The top tasks differ for each business. A home page for an e-commerce store will feature popular categories or current offers. A home page for a freelance web designer may tell you what he does and encourage you to explore his services or view case studies.
In many cases, a home page acts like a billboard, explaining quickly where people have arrived before inviting them to join your party and explore your site.
On my site, most repeat visitors want to find and read my latest blog post. New visitors may want to do the same. They likely have already heard about me, and they probably want to learn more about writing or blogging. New visitors may also want to join my snackable writing course, and for me this is an important task because once I get people on my list, I can build a relationship.
What do you want to tell people arriving on your home page?
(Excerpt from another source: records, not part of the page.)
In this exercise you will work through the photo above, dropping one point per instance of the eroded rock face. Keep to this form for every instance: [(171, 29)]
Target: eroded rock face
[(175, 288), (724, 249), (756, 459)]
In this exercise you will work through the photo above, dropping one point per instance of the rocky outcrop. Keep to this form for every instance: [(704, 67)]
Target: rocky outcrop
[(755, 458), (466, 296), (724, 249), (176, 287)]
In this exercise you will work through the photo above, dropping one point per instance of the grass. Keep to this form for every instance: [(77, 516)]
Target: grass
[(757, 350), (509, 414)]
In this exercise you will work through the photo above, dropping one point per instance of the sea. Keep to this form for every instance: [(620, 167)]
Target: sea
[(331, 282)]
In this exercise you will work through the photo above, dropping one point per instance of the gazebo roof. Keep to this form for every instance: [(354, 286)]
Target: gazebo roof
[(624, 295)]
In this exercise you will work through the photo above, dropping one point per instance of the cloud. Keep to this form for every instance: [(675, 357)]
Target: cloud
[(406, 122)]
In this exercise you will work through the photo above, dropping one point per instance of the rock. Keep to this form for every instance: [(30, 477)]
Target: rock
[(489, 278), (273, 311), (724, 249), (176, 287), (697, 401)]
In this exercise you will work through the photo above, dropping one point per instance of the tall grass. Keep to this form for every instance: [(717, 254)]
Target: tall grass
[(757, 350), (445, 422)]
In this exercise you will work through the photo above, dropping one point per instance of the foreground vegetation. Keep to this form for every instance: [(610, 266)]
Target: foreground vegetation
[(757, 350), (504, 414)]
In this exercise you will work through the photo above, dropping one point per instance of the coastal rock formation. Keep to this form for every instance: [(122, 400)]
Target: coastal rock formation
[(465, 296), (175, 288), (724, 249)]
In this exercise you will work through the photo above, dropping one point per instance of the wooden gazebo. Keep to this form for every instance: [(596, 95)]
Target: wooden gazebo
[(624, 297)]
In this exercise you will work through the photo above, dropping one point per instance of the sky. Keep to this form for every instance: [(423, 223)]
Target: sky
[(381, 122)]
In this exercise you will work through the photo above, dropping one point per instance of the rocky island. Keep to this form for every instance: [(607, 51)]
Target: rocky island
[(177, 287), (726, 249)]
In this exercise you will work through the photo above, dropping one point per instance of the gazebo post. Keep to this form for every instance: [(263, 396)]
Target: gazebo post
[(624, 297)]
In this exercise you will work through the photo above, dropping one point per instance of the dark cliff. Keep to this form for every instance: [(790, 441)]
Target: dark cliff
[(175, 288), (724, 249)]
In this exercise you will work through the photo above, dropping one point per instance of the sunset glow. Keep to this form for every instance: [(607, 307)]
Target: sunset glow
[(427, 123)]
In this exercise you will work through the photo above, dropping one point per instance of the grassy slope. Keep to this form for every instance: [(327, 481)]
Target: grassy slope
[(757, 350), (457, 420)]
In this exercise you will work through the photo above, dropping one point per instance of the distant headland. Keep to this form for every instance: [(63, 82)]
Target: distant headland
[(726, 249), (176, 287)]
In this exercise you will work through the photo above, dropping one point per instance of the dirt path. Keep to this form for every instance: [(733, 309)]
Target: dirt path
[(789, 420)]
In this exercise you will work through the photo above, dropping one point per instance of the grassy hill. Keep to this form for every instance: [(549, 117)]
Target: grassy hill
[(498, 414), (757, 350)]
And what do visitors want to do?
Step 2. Find inspiration and a common language
When you’re planning a party with a group of people, you need to agree what a good party is. Do you mean a luxurious dinner party for a small group of intimate friends? Or a huge dance party with loud music? Or cocktails and snacks at 5pm?
When you hire a designer to work for you, you also need to establish a common language:
- What do you mean with adding more personality to your site?
- How do you think you can increase clicks and conversions?
To create a common understanding, Mark Reynolds, my web designer, and I reviewed a few websites together, including:
- LKR social media—this home page has a super-strong focus on gaining email subscribers, but the overall look and feel is a little too corporate for what I want to achieve.
- Erika Napoletano—this home page has strong personality, but I wanted a sharper focus on what web visitors should do.
- Ian Brodie—I had watched his video on the LeadPages blog explaining how a 2-step opt-in process had boosted his conversions, and I wanted to try the same. I also liked the bullet points explaining the benefits of joining his list. (Note: Ian’s home page has changed since this article was written.)
Be careful. When you review other websites, always consider whether they’re trying to achieve the same thing as you. You can easily become distracted by nice party hats that don’t suit your chic dinner party.
Which websites have similar objectives to you? How can they inspire your home page design? What do you like or dislike?
Step 3. How to increase conversions
In step 1, you defined your top tasks—what web visitors want to do, and what’s important to your business.
But how do you get people to take action to explore your site? Rather than turn around and click away?
Take away distractions, boost visitor’s confidence, and entice them with your offer:
- Have a clear information hierarchy—web visitors should know at a glance what’s most important on your home page
- Make clear why people should click through—what will they find when they click through? And how will you help them? Explain benefits, not just features.
- Establish your credibility with logos or testimonials
- Keep your design clean because simple designs are more beautiful and boost conversions
- Avoid too many clever touches—creativity is great (of course!), but don’t be so creative visitors get confused
- Ensure your images are visually appealing and support your goals—have you noted on my new home page how I look at the call to action? And how my elbow points the same way?
We can tinker forever
Websites are never finished.
Design trends change. Our business evolves.
And we grow older.
Don’t let your website go musty and moldy. Throw out the rubbish from time to time. And polish your site to give it a nice glow.
Then let it rest until your next Spring clean.